My talk at the Simons Foundation this Wed 5pm

Anti-Abortion Democrats, Jimmy Carter Republicans, and the Missing Leap Day Babies: Living with Uncertainty but Still Learning

To learn about the human world, we should accept uncertainty and embrace variation. We illustrate this concept with various examples from our recent research (the above examples are with Yair Ghitza and Aki Vehtari) and discuss more generally how statistical methods can help or hinder the scientific process.

6 thoughts on “My talk at the Simons Foundation this Wed 5pm

  1. I like something of the form “calculate uncertainty & estimate variation” better than “accept uncertainty and embrace variation”

    Not all uncertainty deserves embracing. Uncertainty due to crappy measurement or a bad model or a weak statistical procedure is different from uncertainty inherent to the physical phenomenon itself.

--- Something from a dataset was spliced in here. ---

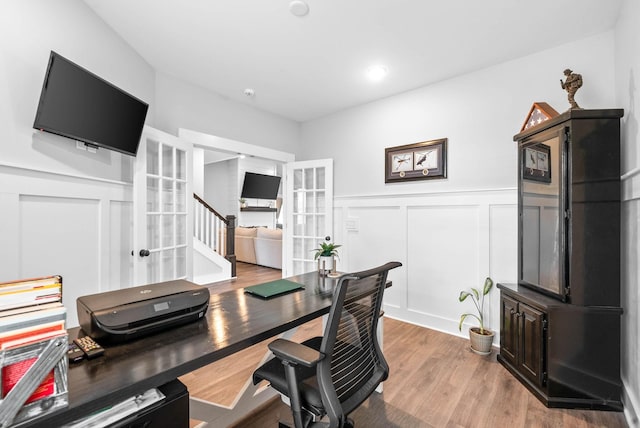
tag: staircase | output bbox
[193,193,236,284]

    To the extent uncertainty reveals our ignorance about the world we want to reduce it not embrace it. Fuzzy estimates are not always better than point estimates.

  2. When I saw this talk announcement, my first thought was, well: if it’s not further than across the street at Club Monaco, then I am not ruling out attending. And it turns out not to be further than across the st. at club Monaco. But Gelman might prefer that I contrapose the first conditional so that it’s in the form of a “falsification”.